Pomalidomide Stada may cause the development of additional types of cancer in patients with multiple myeloma. Therefore, the doctor should carefully assess the benefits and risks associated with prescribing this medicine to the patient.

At any time during treatment or after its completion, immediately inform the doctor or nurse if the following symptoms occur: vision disturbances, loss of vision, or double vision, speech difficulties, weakness in the arms or legs, changes in gait, or balance problems, persistent numbness, decreased sensation, or loss of sensation, memory loss, or disorientation. All these symptoms may indicate a severe and potentially life-threatening brain disease called progressive multifocal leukoencephalopathy (PML). If these symptoms occurred before taking Pomalidomide Stada, inform the doctor about any changes in these symptoms.

Children and adolescents

Pomalidomide Stada is not recommended for use in children and adolescents under 18 years of age.

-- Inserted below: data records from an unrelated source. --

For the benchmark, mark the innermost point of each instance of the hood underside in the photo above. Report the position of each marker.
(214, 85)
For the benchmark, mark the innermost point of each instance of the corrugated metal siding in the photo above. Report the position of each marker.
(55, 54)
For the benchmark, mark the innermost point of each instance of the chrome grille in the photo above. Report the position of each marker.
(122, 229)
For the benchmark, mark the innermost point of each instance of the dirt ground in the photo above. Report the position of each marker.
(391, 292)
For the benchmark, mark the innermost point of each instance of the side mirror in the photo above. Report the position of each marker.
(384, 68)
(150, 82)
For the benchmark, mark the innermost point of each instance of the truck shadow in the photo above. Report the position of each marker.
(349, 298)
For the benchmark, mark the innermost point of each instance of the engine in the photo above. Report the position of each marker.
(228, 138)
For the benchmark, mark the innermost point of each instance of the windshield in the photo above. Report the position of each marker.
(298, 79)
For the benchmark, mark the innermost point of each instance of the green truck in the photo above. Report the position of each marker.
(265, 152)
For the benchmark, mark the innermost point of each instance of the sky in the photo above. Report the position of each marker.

Pomalidomide Stada and other medicines

Tell the doctor or pharmacist about all medicines the patient is taking, has recently taken, or plans to take, as Pomalidomide Stada may affect the action of other medicines. Other medicines may also affect the action of Pomalidomide Stada.

Before taking Pomalidomide Stada, inform the doctor, pharmacist, or nurse, in particular, if the patient is taking any of the following medicines:

• certain antifungal medicines, such as ketoconazole
• certain antibiotics (e.g., ciprofloxacin, enoxacin)
• certain antidepressants, such as fluvoxamine

Pregnancy, contraception, and breastfeeding - information for men and women

As indicated below, during treatment with Pomalidomide Stada, pregnancy prevention program conditions must be observed.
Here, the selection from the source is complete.